Quick start
Creating a project
Create a new project by clicking the + icon on your projects page.
The readme should provide context to team members who are involved in the project, and supports markdown syntax.
It is important that you pick good slugs, they cannot be changed later - here to example, they are used within the data lake and for the database schema name. |

Creating a destination
A destination is where the data that passes QA gets published to.
To create a new destination click the + icon on the destinations page.
Data will only be published to a destination if the destinaton is marked as active at the time that the data passes QA. |
Creating a schema
A schema defines the output format of the data.
To create a new schema click the + icon on the schemas page.

You can see a preview on the right of what the data would look like as JSON.

Currently if you use a nested schema you must push data in via the avro import method. |
Field settings
Setting | Description |
---|---|
Single Value |
Whether or not the value is an array |
Filter |
If the value is a falsy value (zero, false, blank) mark this row as filtered and do not include it in the data pushed to destinations |
Internal |
If this is true, the data is excluded from the data pushed to destinations |
Primary key |
The fields that are part of the composite primary key give the rows the |
Type |
The type gives the avro/parquet data types, and also controls how the system turns extracted text values into typed values. The locale parameter on a source is used when doing this conversion. |
Default value |
A textual default value for the column. Note that this should be in ISO format for date/time, and JSON format for numbers and booleans. |
Creating a collection
A collection is a group of sources that share the same schema and collection window.
Create a new collection by clicking the + icon on your collections page within the project section.
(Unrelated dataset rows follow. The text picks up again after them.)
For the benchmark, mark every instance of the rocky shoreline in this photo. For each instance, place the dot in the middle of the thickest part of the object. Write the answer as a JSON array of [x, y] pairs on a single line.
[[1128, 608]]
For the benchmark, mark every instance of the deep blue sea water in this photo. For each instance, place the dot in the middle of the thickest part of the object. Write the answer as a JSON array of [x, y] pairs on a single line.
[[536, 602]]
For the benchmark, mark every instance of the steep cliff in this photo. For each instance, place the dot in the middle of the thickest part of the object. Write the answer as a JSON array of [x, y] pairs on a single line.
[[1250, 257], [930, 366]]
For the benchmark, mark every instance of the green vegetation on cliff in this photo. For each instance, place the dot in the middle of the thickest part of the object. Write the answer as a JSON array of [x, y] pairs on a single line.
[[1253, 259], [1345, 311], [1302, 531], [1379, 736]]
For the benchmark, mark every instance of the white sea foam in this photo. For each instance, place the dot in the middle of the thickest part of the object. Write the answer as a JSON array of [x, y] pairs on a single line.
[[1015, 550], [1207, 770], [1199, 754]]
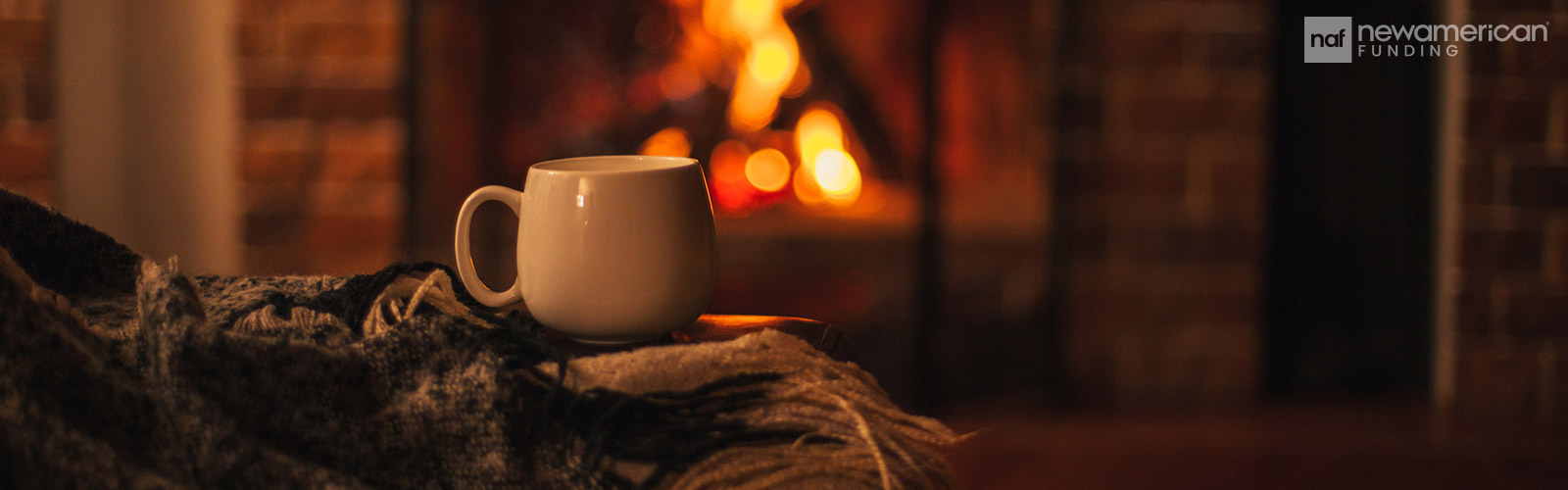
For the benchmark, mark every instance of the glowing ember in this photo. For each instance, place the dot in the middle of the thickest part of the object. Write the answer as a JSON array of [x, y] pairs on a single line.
[[838, 176], [733, 193], [747, 47], [767, 170], [815, 130], [671, 142]]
The readme should provide instructions beyond the schema on how the sources for this collection are built.
The parameters are important to distinguish sources. For example, I may have a domain
parameter for a number of sites that are being built.
The parameter values, along with the readme and schema give the people implementing the sources the required information to build the source.
There are two special parameters, locale and tz which are also used in the data typing if set.
Linking a destination to the collection
To add or remove links to destinations for a collection to push data to, visit the "Destinations" section from the collection homepage.
Setting up the data quality checks for the collection
To set up the data quality checks for a collection, visit the "Checks" section from the collection homepage.
If you want to escalate the failed snapshot to your L2 support automatically on fail you can choose to do so.
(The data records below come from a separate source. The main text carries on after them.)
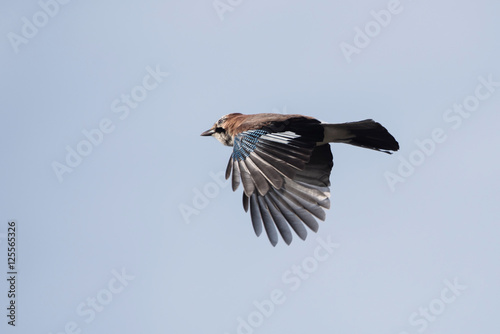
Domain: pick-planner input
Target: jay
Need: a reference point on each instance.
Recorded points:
(284, 163)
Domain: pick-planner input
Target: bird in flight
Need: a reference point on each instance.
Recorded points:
(284, 163)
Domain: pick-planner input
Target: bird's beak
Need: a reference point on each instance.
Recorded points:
(209, 132)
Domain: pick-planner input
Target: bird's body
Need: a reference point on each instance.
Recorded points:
(284, 163)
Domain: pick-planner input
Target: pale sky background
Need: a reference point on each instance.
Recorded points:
(120, 209)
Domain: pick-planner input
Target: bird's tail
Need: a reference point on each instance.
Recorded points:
(367, 133)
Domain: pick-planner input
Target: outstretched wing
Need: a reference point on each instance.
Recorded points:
(285, 177)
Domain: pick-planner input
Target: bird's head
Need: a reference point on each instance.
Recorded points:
(221, 130)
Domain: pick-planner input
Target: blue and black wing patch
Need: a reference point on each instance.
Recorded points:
(285, 179)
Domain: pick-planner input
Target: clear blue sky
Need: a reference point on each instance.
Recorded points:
(102, 107)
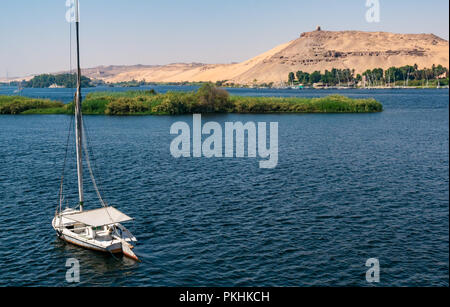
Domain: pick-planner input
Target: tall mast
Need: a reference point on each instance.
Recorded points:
(78, 116)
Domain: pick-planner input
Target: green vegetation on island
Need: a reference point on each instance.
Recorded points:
(208, 99)
(403, 76)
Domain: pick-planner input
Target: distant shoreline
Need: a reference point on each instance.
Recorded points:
(208, 99)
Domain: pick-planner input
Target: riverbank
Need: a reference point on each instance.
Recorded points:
(208, 99)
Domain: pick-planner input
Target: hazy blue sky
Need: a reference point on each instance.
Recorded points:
(34, 36)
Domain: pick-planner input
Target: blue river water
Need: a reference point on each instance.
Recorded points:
(348, 187)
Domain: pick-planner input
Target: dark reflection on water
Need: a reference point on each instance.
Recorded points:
(347, 188)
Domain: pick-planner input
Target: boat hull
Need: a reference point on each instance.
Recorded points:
(115, 249)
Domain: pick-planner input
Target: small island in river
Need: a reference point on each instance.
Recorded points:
(207, 99)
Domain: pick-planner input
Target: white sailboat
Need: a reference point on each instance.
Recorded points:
(99, 229)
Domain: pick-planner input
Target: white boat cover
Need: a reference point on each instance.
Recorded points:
(99, 217)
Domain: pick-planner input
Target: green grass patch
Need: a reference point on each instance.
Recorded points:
(208, 99)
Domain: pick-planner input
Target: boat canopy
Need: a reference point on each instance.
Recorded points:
(99, 217)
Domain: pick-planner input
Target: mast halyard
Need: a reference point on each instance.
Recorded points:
(78, 115)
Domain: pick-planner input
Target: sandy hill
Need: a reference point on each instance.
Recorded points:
(317, 50)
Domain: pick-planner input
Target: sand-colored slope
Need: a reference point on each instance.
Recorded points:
(317, 50)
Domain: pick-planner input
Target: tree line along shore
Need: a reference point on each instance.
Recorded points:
(207, 99)
(405, 76)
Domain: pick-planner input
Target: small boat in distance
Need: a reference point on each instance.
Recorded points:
(99, 229)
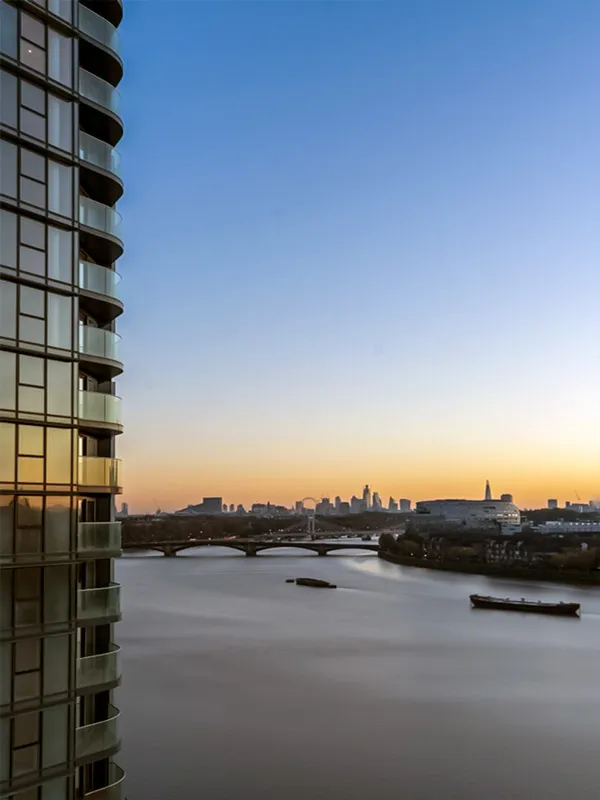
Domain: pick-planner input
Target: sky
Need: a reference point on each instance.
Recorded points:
(362, 246)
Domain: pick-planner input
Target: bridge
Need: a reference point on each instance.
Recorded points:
(251, 547)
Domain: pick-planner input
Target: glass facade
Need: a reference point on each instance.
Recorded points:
(59, 411)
If there are no data quality checks, or every data quality check passes without human intervention when the data is imported, unless the source is in development or maintenance, QA will automatically pass, and the data will be pushed to the configured destinations. |
Creating a source
To create a source in a collection, visit the "Sources" section from the collection homepage, and click the + icon.
When a source is created it is in the QUEUED state.
If a user takes ownership of a QUEUED source, it moves to IN PROGRESS. Once they are ready to have the source checked, they can move to QA. The source will automatically move to ACTIVE if the QA passes, and the data published.
If a source fails QA, the source moves into a MAINTENANCE state.
You can change the state of the source manually by editing the source.
Linking an extractor to a source
You can link an extractor by ID to the source in the edit source view.